Car c’est en cela que le religieux comme auteur de l’attentat dit « terroriste » me semble faire pendant à la figure de l’anarchiste fin-de-siècle. Ni celui-ci, perçu par ses contemporains comme ne croyant à rien, ni celui-là, qui affiche une croyance absolue, ne sont réellement lisibles par la modernité scientifique et démocratique, c’est-à-dire rationnelle et séculaire. Et c’est cette illisibilité qui, là comme ici, permet la conception du non-sens d’un acte, de l’inscrutabilité d’un projet, et, partant, la terreur quant aux lendemains dont tout ce que l’on croit pouvoir dire est qu’ils seront sanglants.

Avec une différence fondamentale, sur laquelle je voudrais conclure.

Car en ce qui concerne l’anarchiste du XIXe siècle, il est important de rappeler que son illisibilité en tant que « poseur de bombes » ne fut pas son fait mais celui de ses lecteurs, ou plus exactement de ceux qui s’imaginaient lire. Ceux qui imaginaient « l’anarchiste » — et qui l’imaginaient auteur de mille et un attentats, passés et à venir.

Alors que c’est le poseur de bombes religieux lui-même qui proclame l’opacité intrinsèque de son acte lorsqu’il invoque le Créateur qu’il croit ainsi servir. Le « terroriste » religieux peut bien porter cagoule, parfois, ou un masque, lui-même n’a rien de vraiment mystérieux. D’ailleurs, une fois connues son identité et sa (généralement courte) biographie, leur affligeante banalité rappelle curieusement celle qui caractérisait le poseur de bombes de l’« ère des attentats ». À cette différence près que celui-ci n’avait d’« anarchiste » que l’étiquette dont il s’était personnellement (et parfois tardivement) affublé — alors qu’il ne fait aucun doute que l’assassin religieux d’aujourd’hui est toujours le produit, souvent même l’agent, d’organismes institutionnels connus et puissants, que ce soit dans l’univers islamique, parmi les Juifs religieux israéliens, les évangélistes américains, etc.

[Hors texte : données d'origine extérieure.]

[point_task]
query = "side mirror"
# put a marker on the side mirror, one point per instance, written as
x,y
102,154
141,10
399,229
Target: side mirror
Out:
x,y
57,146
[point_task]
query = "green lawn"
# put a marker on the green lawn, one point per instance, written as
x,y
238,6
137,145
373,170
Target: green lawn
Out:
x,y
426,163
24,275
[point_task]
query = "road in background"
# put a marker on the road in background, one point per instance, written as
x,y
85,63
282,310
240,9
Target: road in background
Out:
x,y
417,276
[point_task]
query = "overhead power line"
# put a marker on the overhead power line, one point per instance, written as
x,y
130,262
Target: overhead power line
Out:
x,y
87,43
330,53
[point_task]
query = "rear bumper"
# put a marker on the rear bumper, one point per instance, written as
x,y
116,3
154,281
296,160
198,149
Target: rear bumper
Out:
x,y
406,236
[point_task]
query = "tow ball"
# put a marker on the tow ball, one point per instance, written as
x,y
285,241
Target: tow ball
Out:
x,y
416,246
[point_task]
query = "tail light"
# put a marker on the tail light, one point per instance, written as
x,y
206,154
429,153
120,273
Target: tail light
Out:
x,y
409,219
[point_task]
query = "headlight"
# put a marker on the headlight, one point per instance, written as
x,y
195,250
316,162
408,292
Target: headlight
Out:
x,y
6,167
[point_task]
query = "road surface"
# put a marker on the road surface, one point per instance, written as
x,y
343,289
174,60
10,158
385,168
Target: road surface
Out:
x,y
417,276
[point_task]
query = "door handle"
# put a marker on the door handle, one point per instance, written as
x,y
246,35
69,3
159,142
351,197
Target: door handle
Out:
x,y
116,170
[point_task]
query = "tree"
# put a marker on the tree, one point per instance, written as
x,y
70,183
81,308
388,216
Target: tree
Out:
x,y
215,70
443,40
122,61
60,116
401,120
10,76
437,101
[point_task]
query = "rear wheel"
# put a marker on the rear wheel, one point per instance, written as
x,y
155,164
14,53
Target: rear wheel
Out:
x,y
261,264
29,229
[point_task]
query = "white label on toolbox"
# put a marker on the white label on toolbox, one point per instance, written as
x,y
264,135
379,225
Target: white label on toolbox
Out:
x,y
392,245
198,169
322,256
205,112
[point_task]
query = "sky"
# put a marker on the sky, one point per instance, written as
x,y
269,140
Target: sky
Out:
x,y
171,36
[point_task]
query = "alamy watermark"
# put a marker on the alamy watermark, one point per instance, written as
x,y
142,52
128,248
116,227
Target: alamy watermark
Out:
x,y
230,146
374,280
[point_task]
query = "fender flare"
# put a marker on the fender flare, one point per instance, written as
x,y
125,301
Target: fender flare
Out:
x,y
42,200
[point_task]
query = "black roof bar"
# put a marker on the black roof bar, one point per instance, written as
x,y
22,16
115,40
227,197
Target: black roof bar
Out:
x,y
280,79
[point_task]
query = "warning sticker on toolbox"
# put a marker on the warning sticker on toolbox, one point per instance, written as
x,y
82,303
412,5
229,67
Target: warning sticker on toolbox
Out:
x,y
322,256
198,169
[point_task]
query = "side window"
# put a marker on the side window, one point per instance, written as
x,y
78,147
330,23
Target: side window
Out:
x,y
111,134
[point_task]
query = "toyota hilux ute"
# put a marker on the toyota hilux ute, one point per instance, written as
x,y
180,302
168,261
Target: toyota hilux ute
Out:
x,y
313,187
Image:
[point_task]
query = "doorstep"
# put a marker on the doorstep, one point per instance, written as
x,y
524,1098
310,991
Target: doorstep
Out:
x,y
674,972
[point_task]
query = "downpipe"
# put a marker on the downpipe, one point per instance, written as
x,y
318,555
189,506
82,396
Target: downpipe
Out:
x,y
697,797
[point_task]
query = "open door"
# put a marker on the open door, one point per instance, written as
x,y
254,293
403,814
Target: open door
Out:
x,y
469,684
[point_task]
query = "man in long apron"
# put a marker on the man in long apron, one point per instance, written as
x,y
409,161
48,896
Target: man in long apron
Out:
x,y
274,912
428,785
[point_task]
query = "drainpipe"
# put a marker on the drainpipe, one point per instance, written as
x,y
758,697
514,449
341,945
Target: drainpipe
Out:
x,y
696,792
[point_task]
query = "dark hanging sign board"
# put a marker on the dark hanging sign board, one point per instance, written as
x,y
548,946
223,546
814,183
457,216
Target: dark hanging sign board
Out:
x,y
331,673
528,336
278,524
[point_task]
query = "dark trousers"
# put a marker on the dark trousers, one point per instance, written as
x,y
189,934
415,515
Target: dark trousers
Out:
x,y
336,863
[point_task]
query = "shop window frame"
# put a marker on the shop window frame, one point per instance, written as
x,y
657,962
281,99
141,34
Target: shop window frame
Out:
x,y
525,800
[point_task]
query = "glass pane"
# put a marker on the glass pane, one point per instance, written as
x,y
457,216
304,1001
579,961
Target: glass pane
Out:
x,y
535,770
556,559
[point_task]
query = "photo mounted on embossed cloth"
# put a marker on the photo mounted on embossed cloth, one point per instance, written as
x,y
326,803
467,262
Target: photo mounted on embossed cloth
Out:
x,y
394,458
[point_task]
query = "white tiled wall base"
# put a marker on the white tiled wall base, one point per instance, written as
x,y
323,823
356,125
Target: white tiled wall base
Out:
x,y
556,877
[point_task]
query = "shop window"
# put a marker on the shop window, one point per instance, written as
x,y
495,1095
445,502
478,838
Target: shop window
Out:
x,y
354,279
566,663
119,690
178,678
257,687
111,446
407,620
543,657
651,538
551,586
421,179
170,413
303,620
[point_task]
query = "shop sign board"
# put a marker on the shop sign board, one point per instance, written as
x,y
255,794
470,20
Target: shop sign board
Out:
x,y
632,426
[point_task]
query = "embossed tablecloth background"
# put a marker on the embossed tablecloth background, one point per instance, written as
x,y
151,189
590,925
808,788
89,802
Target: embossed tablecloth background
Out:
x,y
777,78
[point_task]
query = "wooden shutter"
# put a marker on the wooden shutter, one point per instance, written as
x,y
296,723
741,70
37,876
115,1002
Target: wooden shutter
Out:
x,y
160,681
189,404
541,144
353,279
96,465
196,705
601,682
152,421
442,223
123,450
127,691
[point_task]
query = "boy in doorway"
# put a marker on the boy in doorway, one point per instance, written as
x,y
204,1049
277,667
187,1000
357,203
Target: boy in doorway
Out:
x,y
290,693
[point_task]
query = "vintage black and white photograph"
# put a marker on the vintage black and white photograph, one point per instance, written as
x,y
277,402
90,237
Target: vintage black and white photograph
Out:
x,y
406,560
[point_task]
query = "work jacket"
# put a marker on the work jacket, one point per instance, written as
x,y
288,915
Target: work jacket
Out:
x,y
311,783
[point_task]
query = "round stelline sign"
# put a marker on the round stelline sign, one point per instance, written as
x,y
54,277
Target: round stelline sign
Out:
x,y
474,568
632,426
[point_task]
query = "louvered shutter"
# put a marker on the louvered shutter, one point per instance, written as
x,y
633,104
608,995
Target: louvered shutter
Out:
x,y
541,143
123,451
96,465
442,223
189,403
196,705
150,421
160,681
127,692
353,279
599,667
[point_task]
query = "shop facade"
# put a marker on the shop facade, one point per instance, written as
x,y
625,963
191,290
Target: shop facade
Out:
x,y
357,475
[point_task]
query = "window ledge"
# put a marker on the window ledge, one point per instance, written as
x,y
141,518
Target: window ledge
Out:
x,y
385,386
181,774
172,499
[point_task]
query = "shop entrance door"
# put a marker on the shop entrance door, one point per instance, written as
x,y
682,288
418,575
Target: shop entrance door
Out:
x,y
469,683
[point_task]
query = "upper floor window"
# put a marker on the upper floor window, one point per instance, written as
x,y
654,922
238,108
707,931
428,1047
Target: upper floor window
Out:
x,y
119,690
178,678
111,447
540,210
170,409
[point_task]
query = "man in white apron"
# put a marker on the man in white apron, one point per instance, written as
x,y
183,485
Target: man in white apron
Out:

Sens problématique, donc, que celui de l’acte terroriste religieux, comme l’était celui des attentats soi-disant « anarchistes » des années 1892-1894. Et dans les deux cas, l’opacité correspond à un déplacement de l’origine, que ce soit vers une divinité ou d’aussi imaginaires « associations de malfaiteurs ». Avec cette différence que dans le cas du terrorisme religieux, c’est l’auteur de l’attentat lui-même qui le dit — l’écrit même, justement, dans le message souvent disséminé après l’événement lorsque celui-ci consiste en un acte suicidaire : l’illisibilité n’est pas dans sa propre personne mais derrière lui, au loin, en haut.

En haut, où au masque et à la cape de jadis se substitue un procédé bien plus efficace : l’interdit capital de la représentation, que ce soit sous forme de personnage romanesque, de fiction cinématographique, ou de caricature. La censure. L’idée du blasphème.

Curieuse histoire que celle du « terrorisme », qui semblerait ainsi aller de l’absence de l’auteur (anarchiste) à celle du (divin) Créateur.